By Teddy Greenstein, Chicago Tribune –

CHICAGO — The pro-playoff crowd once branded the Big Ten the “axis of obstruction.”

Now it’s the conference of compromise. The league got dragged into playoff talks over the wishes of some presidents and chancellors who care more about the Rose Bowl and maintaining the best regular season in sports.

The Big Ten flirted with a plan to use on-campus sites for semifinal games before realizing it wasn’t feasible, in part because players insisted they wanted a true bowl experience.

League officials remain open-minded about some aspects of the final details. Presidents and chancellors met Sunday at Big Ten headquarters in Park Ridge, and they declined public comment until Monday, when Nebraska’s Harvey Perlman, Indiana’s Michael McRobbie, league Commissioner Jim Delany and BTN President Mark Silverman will take reporters’ questions on a conference call.

But from all indications, the league will not draw a line in the sand on the prickliest remaining issue — the makeup of the playoff.

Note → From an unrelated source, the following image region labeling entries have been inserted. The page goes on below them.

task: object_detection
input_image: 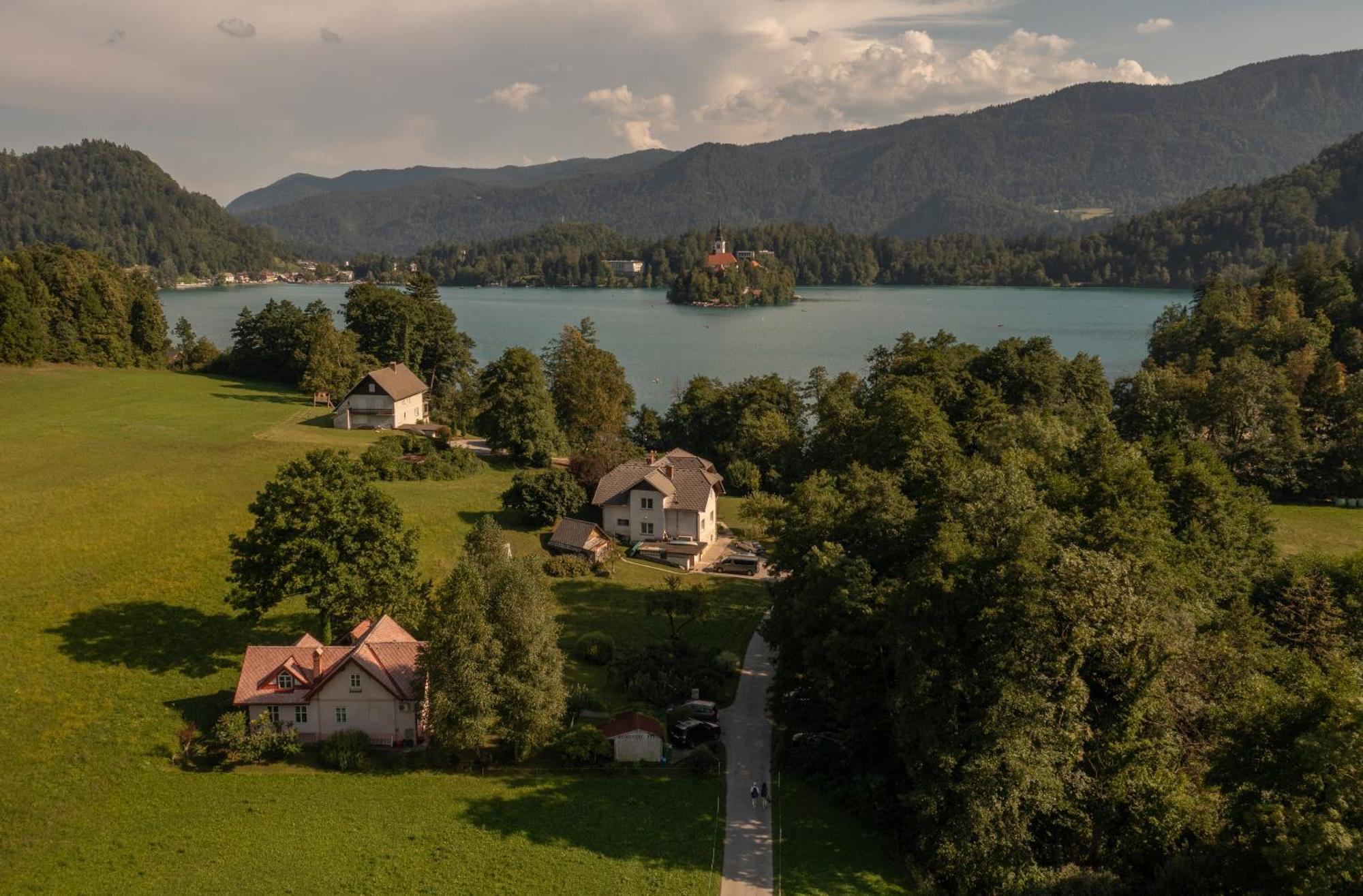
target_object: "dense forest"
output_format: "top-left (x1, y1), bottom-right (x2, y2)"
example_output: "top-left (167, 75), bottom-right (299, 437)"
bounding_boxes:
top-left (0, 244), bottom-right (169, 368)
top-left (0, 140), bottom-right (282, 283)
top-left (233, 52), bottom-right (1363, 254)
top-left (379, 134), bottom-right (1363, 286)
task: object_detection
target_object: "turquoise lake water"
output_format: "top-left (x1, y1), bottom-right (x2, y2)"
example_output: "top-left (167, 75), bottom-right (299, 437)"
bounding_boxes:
top-left (161, 283), bottom-right (1189, 407)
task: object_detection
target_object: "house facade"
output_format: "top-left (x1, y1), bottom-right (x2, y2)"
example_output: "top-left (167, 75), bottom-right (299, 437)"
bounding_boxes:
top-left (232, 615), bottom-right (424, 746)
top-left (592, 448), bottom-right (724, 544)
top-left (331, 361), bottom-right (428, 429)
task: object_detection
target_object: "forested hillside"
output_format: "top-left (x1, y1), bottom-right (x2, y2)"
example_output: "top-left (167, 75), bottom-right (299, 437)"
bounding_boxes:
top-left (243, 52), bottom-right (1363, 256)
top-left (0, 140), bottom-right (281, 283)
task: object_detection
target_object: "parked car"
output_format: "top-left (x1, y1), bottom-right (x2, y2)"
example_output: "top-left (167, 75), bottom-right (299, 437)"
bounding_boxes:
top-left (668, 719), bottom-right (721, 749)
top-left (668, 700), bottom-right (720, 722)
top-left (716, 554), bottom-right (762, 576)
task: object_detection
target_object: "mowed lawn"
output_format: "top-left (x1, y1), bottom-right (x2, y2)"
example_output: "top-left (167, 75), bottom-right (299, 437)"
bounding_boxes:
top-left (1269, 504), bottom-right (1363, 554)
top-left (0, 368), bottom-right (736, 893)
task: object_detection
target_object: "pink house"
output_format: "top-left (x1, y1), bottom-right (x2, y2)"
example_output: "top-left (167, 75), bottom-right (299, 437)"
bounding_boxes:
top-left (232, 615), bottom-right (425, 746)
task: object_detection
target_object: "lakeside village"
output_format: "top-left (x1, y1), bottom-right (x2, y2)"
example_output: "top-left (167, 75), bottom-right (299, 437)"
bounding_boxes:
top-left (174, 226), bottom-right (800, 308)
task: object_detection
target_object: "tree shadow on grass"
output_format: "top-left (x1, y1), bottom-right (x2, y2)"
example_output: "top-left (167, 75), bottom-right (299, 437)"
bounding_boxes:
top-left (48, 600), bottom-right (316, 678)
top-left (465, 772), bottom-right (722, 871)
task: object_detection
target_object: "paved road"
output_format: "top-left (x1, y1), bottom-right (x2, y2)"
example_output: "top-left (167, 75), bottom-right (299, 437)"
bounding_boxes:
top-left (720, 618), bottom-right (771, 896)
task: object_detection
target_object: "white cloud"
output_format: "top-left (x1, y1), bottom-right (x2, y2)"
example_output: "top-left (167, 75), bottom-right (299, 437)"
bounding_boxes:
top-left (478, 80), bottom-right (544, 112)
top-left (695, 29), bottom-right (1168, 127)
top-left (1135, 16), bottom-right (1174, 34)
top-left (218, 19), bottom-right (255, 37)
top-left (582, 84), bottom-right (677, 150)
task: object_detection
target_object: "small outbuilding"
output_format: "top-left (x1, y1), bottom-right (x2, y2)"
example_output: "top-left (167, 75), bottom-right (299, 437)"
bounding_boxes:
top-left (601, 712), bottom-right (662, 762)
top-left (549, 516), bottom-right (611, 562)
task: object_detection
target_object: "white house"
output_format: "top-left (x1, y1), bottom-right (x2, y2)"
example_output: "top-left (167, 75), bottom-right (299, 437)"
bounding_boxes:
top-left (331, 361), bottom-right (427, 429)
top-left (601, 712), bottom-right (662, 762)
top-left (232, 615), bottom-right (424, 746)
top-left (592, 448), bottom-right (724, 544)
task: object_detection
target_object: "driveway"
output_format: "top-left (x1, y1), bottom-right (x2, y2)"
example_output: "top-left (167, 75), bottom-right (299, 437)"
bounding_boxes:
top-left (720, 618), bottom-right (773, 896)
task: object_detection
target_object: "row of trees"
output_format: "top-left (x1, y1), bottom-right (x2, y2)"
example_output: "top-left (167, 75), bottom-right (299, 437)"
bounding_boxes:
top-left (752, 329), bottom-right (1363, 893)
top-left (0, 245), bottom-right (169, 368)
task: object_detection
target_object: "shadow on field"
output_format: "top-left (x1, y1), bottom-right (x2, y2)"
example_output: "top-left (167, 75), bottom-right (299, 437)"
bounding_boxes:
top-left (48, 600), bottom-right (316, 678)
top-left (465, 772), bottom-right (722, 869)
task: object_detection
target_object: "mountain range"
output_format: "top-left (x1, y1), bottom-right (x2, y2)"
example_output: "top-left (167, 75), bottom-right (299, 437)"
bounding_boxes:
top-left (228, 50), bottom-right (1363, 255)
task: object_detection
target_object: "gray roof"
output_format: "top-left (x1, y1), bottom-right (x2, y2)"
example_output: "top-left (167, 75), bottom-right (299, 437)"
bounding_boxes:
top-left (592, 449), bottom-right (724, 510)
top-left (346, 362), bottom-right (427, 402)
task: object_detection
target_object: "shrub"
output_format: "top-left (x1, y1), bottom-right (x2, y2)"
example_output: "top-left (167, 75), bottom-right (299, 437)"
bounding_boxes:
top-left (502, 467), bottom-right (587, 525)
top-left (322, 731), bottom-right (369, 772)
top-left (578, 632), bottom-right (615, 666)
top-left (553, 724), bottom-right (611, 765)
top-left (544, 554), bottom-right (592, 578)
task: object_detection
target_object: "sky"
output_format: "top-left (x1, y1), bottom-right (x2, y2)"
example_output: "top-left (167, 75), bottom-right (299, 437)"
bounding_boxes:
top-left (7, 0), bottom-right (1363, 203)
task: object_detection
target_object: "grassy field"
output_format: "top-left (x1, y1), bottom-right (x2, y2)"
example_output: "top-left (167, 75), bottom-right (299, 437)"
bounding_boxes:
top-left (1269, 504), bottom-right (1363, 554)
top-left (0, 368), bottom-right (747, 893)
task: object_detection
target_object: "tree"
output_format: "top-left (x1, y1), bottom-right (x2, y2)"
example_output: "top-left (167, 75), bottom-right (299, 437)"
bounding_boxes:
top-left (228, 449), bottom-right (421, 643)
top-left (502, 467), bottom-right (587, 525)
top-left (643, 576), bottom-right (710, 643)
top-left (544, 318), bottom-right (634, 448)
top-left (487, 557), bottom-right (567, 757)
top-left (418, 558), bottom-right (502, 750)
top-left (476, 346), bottom-right (563, 467)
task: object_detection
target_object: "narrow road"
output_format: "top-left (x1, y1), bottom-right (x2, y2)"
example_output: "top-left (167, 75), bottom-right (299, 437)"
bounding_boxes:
top-left (720, 621), bottom-right (771, 896)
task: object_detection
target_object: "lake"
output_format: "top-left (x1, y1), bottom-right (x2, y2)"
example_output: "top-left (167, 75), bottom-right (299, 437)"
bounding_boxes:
top-left (161, 283), bottom-right (1189, 409)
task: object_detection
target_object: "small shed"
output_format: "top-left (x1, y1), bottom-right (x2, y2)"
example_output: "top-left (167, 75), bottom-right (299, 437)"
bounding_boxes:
top-left (549, 516), bottom-right (611, 562)
top-left (601, 712), bottom-right (662, 762)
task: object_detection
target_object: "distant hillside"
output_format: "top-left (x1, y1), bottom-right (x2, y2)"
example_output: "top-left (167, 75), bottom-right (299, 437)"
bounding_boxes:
top-left (228, 150), bottom-right (676, 215)
top-left (233, 50), bottom-right (1363, 255)
top-left (0, 140), bottom-right (279, 282)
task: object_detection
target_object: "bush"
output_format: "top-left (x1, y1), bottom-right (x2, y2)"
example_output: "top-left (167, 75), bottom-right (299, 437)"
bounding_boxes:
top-left (322, 731), bottom-right (369, 772)
top-left (502, 467), bottom-right (587, 525)
top-left (578, 632), bottom-right (615, 666)
top-left (553, 724), bottom-right (611, 765)
top-left (544, 554), bottom-right (592, 578)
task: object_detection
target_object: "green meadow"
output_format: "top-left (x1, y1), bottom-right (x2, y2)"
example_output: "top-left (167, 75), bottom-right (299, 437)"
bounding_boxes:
top-left (0, 367), bottom-right (905, 893)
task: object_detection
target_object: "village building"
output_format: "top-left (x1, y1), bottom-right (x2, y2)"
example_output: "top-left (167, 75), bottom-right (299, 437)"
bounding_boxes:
top-left (331, 361), bottom-right (428, 429)
top-left (601, 712), bottom-right (662, 762)
top-left (232, 615), bottom-right (425, 746)
top-left (548, 516), bottom-right (611, 562)
top-left (592, 448), bottom-right (724, 544)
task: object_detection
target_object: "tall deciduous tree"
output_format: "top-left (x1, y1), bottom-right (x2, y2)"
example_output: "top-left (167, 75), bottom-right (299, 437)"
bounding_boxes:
top-left (228, 449), bottom-right (421, 641)
top-left (477, 346), bottom-right (563, 467)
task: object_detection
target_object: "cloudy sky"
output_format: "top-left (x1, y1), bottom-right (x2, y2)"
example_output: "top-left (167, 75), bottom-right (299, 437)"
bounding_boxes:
top-left (0, 0), bottom-right (1363, 202)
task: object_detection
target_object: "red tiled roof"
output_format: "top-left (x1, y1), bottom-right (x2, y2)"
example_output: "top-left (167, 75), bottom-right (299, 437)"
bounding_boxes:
top-left (232, 615), bottom-right (424, 705)
top-left (601, 712), bottom-right (662, 739)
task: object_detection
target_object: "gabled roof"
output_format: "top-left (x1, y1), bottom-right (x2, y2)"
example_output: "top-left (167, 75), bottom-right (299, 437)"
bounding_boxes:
top-left (601, 712), bottom-right (662, 739)
top-left (549, 516), bottom-right (609, 550)
top-left (232, 615), bottom-right (424, 705)
top-left (342, 361), bottom-right (427, 402)
top-left (592, 448), bottom-right (724, 512)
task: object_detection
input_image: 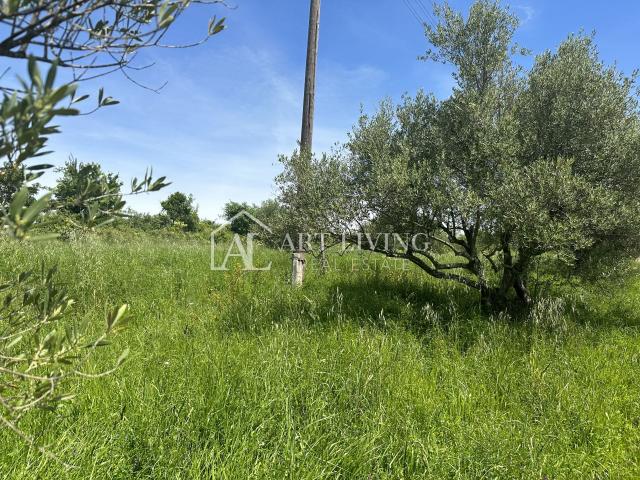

The Big Ten, Pac-12, ACC and Big East favor an automatic berth for the three highest-ranked conference champions — plus a wild-card fourth team.

The SEC and Big 12 do not want to give automatic inclusion to conference champions; they favor a playoff with the four “best” teams, as stated by SEC Commissioner Mike Slive.

Best? By what measure?

Although they’re in the minority on the issue, if the SEC and Big 12 hold firm, there is a compromise: Form a selection committee to choose the top four teams but give it instructions. Treat it more like a jury evaluating evidence than judges at a beauty pageant.

Big Ten officials would want the committee of perhaps 12-14 members to enter its deliberation with certain principles:

Ignore the polls, which are flawed because they prejudge teams by ranking them in the preseason.

Reward conference champions.

Penalize teams that play FCS foes.

Reward teams that play challenging nonconference schedules.

In a tiebreaker between two teams, emphasize the winner of a head-to-head contest.

That last one might seem obvious, but last season Oregon beat Stanford. In Palo Alto. By 23 points. And yet, because Oregon had one more loss — to the beast that was LSU — the Ducks finished the season ranked fifth. Stanford was fourth.

On top of that, Oregon won the Pac-12 championship game.

So, Mr. Slive, which was the “best” team — the one that finished fourth, thanks to flawed polls and computers with mostly hidden formulas, or the Pac-12 champion?

As negotiations continue on a playoff that would begin in the 2014 season, that’s what the Big Ten will emphasize. Its officials will say it also wants the best teams to qualify for the playoff. But it will present a different definition of best.

The Big Ten began its internal playoff discussion by broaching the subject with its football coaches May 17, 2011. The progress in less than 13 months has been astounding considering the colossal impact a playoff will have.

Three key meetings remain, the first two in Chicago: on June 13, commissioners of the 11 BCS conferences and Notre Dame athletic director Jack Swarbrick will meet; on June 20, commissioners from all the leagues will gather; on June 26, the almighty Presidential Oversight Committee will huddle in Washington, D.C.

Expect the discussions on revenue-sharing, the length of a TV deal and a selection committee to bleed into the summer.

BCS officials can wait until September or October to negotiate with ESPN and potential partners NBC, Fox and Turner Sports. (As future technologies emerge, partnerships also could be formed with giants Apple, Google and Facebook.)

By then it should be clear that the Big Ten, once an obstructionist, has emerged as a facilitator.